Spam avoidance techniques
Most spam filtering work has involved two techniques: testing mail against patterns indicative of spam and blocking mail from known sources of spam (and other likely sources, such as ISP dialup lines). Source-based blocking can be effective, but it also tends to block a fair amount of legitimate mail along with the spam. For example, some blacklists cause the blocking of mail from kernel.org, despite the fact that no spam originates there. Source-based blocking is unreliable enough that quite a few sites are unwilling to use it, despite a strong desire to be rid of spam.
Pattern matching has shown more promise. Early spam filtering was done with complex procmail scripts, but the current champion of pattern-based spam filtering can only be SpamAssassin. Using a detailed set of rules, SpamAssassin cleans out the trash to great effect. LWN has been using it for some months, and it has made life much easier - lwn@lwn.net gets a lot of spam. SpamAssassin has returned much of our time back to us to work on LWN, as well as keeping us from accidentally deleting mail from readers that tended to get buried in the spam.

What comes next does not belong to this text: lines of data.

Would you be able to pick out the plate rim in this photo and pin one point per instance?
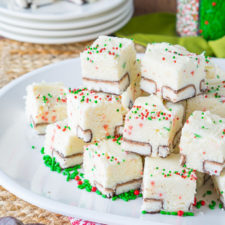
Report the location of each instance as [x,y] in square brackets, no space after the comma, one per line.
[67,33]
[42,202]
[31,197]
[82,38]
[57,17]
[65,25]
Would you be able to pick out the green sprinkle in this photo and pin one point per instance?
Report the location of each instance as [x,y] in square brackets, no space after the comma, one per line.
[197,135]
[42,150]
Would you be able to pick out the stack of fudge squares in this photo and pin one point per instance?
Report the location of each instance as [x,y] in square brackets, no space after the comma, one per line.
[157,125]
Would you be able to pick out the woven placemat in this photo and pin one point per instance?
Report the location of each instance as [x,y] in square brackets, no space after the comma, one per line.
[16,59]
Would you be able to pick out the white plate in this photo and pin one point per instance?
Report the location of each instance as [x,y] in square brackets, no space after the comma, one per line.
[58,11]
[68,24]
[63,40]
[66,33]
[23,173]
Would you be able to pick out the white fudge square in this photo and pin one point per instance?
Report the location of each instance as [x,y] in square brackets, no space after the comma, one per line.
[108,167]
[219,185]
[214,74]
[167,186]
[202,144]
[94,115]
[152,127]
[109,65]
[63,144]
[46,103]
[172,72]
[213,99]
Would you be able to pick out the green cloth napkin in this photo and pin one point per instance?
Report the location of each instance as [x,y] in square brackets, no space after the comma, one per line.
[161,27]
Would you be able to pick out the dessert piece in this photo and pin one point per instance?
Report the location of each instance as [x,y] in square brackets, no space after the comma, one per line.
[152,127]
[94,115]
[202,144]
[63,144]
[172,72]
[108,65]
[109,168]
[193,21]
[214,74]
[45,104]
[164,182]
[213,100]
[219,185]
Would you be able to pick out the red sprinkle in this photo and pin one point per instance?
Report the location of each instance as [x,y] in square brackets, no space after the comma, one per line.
[202,202]
[180,213]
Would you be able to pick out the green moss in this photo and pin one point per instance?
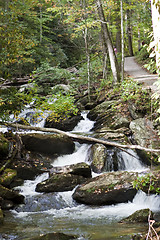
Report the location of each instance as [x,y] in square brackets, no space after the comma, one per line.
[1,217]
[8,176]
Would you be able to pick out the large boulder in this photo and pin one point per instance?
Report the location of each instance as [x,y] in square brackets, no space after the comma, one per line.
[53,236]
[103,159]
[64,124]
[31,165]
[8,177]
[106,189]
[98,153]
[144,133]
[110,123]
[60,183]
[48,144]
[81,169]
[9,198]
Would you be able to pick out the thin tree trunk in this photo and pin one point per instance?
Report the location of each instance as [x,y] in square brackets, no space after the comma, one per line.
[122,37]
[85,35]
[112,55]
[129,33]
[80,138]
[41,29]
[88,61]
[156,32]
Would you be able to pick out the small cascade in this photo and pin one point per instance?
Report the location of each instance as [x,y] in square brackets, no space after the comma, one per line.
[130,161]
[85,125]
[80,155]
[28,188]
[58,212]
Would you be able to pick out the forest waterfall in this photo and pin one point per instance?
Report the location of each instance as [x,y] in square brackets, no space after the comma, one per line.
[60,213]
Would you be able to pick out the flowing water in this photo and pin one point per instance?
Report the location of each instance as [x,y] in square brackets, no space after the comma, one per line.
[58,212]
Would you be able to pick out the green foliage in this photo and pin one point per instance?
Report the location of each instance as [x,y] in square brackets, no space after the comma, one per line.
[60,106]
[47,76]
[147,183]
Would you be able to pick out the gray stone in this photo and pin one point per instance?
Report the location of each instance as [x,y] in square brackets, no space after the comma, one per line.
[144,133]
[140,216]
[48,144]
[106,189]
[60,183]
[81,169]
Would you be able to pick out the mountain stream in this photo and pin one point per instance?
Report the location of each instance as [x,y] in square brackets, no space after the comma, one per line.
[58,212]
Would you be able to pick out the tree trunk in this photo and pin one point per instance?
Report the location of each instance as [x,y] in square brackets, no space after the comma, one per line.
[129,33]
[80,138]
[41,29]
[112,55]
[156,32]
[86,41]
[122,36]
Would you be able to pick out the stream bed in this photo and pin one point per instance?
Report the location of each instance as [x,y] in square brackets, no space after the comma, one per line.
[58,212]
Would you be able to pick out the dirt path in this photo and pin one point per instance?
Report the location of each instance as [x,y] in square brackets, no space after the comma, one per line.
[133,70]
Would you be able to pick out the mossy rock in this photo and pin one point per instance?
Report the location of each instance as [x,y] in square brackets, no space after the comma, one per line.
[106,189]
[53,236]
[140,216]
[48,144]
[98,157]
[1,216]
[60,183]
[4,146]
[9,194]
[8,177]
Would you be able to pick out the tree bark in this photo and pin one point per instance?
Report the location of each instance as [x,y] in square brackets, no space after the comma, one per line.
[129,33]
[107,37]
[122,36]
[80,138]
[156,32]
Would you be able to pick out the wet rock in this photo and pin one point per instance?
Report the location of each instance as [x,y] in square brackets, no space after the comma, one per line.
[60,183]
[140,216]
[48,144]
[7,204]
[134,110]
[1,216]
[106,189]
[98,153]
[144,133]
[53,236]
[110,123]
[8,194]
[81,169]
[31,165]
[4,146]
[150,182]
[65,124]
[8,177]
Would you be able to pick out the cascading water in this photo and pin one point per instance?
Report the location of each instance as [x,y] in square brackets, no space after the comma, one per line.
[44,213]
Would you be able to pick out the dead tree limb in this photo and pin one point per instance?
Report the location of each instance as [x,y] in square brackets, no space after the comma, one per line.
[80,138]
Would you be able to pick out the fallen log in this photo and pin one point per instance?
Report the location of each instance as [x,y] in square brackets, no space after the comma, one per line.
[80,138]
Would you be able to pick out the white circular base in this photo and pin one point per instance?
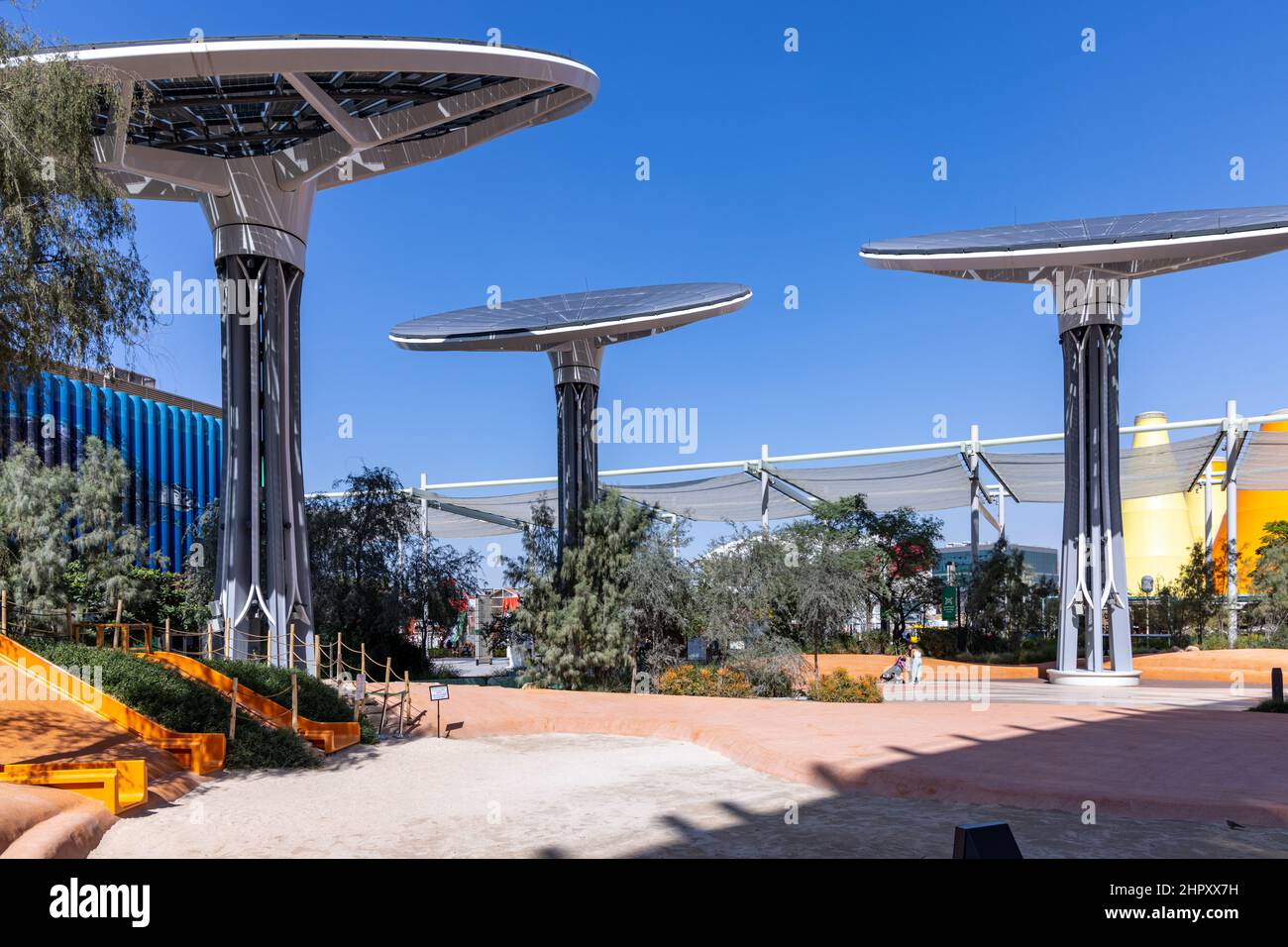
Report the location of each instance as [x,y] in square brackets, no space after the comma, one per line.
[1094,678]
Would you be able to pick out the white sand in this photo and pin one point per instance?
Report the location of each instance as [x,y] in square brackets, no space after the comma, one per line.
[597,796]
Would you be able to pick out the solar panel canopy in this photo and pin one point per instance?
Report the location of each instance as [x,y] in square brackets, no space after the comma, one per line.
[542,322]
[1128,245]
[309,102]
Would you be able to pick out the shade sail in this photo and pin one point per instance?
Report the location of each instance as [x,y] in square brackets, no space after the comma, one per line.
[447,525]
[450,526]
[1263,464]
[1144,471]
[922,483]
[729,497]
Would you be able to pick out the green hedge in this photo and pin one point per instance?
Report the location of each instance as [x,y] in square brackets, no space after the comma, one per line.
[179,703]
[317,701]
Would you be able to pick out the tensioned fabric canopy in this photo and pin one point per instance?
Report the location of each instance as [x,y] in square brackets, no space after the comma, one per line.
[729,497]
[922,483]
[1263,464]
[1142,471]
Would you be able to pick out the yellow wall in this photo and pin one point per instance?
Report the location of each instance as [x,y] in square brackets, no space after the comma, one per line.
[1158,531]
[1256,509]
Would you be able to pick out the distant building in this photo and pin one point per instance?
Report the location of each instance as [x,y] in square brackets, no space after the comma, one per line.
[171,445]
[1039,562]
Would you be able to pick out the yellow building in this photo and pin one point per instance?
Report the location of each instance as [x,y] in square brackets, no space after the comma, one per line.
[1158,531]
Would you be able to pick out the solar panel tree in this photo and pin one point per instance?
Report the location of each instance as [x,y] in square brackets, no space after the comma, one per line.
[1089,268]
[252,129]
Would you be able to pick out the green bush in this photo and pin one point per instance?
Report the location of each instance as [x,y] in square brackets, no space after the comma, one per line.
[838,686]
[938,642]
[703,682]
[317,701]
[179,703]
[772,664]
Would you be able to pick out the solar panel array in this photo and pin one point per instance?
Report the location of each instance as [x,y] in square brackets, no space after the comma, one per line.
[1085,231]
[254,115]
[570,309]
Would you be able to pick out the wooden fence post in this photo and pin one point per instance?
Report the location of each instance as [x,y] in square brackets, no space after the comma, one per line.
[384,709]
[232,715]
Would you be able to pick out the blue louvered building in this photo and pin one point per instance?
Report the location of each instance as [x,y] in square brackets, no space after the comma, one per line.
[171,445]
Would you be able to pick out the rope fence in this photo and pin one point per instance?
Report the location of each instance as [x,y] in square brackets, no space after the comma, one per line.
[336,664]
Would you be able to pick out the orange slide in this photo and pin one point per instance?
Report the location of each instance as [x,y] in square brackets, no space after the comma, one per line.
[119,785]
[327,737]
[201,753]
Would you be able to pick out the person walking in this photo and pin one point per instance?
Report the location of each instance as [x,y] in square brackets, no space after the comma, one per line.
[914,661]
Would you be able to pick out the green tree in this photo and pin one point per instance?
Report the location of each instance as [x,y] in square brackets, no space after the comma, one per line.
[71,282]
[658,602]
[1003,603]
[900,548]
[1270,579]
[1197,603]
[37,548]
[373,573]
[64,539]
[576,616]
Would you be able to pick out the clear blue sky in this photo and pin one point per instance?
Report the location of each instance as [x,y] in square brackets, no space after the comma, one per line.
[768,167]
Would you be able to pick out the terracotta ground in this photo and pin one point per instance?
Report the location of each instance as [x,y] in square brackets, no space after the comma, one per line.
[1206,766]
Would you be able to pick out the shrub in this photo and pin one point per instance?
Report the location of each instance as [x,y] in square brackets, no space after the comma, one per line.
[772,664]
[938,642]
[317,701]
[838,686]
[180,703]
[703,682]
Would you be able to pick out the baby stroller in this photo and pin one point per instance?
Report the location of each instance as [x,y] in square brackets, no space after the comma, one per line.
[896,671]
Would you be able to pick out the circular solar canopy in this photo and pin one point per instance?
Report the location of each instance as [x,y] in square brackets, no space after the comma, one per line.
[308,101]
[546,322]
[1132,245]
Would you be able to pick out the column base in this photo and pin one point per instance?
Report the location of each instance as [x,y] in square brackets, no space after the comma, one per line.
[1082,678]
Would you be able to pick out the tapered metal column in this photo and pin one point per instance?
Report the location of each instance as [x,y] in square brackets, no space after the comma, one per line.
[1093,566]
[263,581]
[576,368]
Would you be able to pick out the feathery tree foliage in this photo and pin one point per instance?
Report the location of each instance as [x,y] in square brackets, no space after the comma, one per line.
[62,534]
[1270,579]
[578,613]
[71,282]
[374,574]
[1003,603]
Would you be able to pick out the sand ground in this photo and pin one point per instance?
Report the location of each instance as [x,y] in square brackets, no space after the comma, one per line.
[593,795]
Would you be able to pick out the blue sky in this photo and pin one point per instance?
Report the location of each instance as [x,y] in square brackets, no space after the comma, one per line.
[772,169]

One thing that SpamAssassin users tend to notice, however, is that its effectiveness decreases over time. Each new update blocks more spam - a recent upgrade freed us from a whole unpleasant class of Nigeria spam, for example. But pattern-based matching only works as well as its patterns, and they tend to go stale as spammers move on to new tricks. Keeping SpamAssassin effective requires a number of highly dedicated people to actually read all that spam and come up with new rules. Most SpamAssassin users are unlikely to be able (or willing) to write new rules themselves.
Recently, a new approach to spam filtering has attracted a lot of attention, thanks mostly to Paul Graham's paper A Plan for Spam. Rather than try to come up with an endless stream of clever patterns to detect spam, why not just look at the words spammers use? Each word can be assigned a probability that any message that contains it is spam; the probabilities for the words in any specific message are then combined using a Bayesian filter, yielding an overall probability estimate. If that estimate is high enough, the message is classified as spam.
At a first glance, going up against a tool as good as SpamAssassin with such a simple technique seems like a losing battle, but this approach has a number of advantages:
- Development of the word-based rules can be automated - it is
just a matter of feeding the filter enough spam and "ham" (legitimate
mail) and letting it work out a probability factor for each word.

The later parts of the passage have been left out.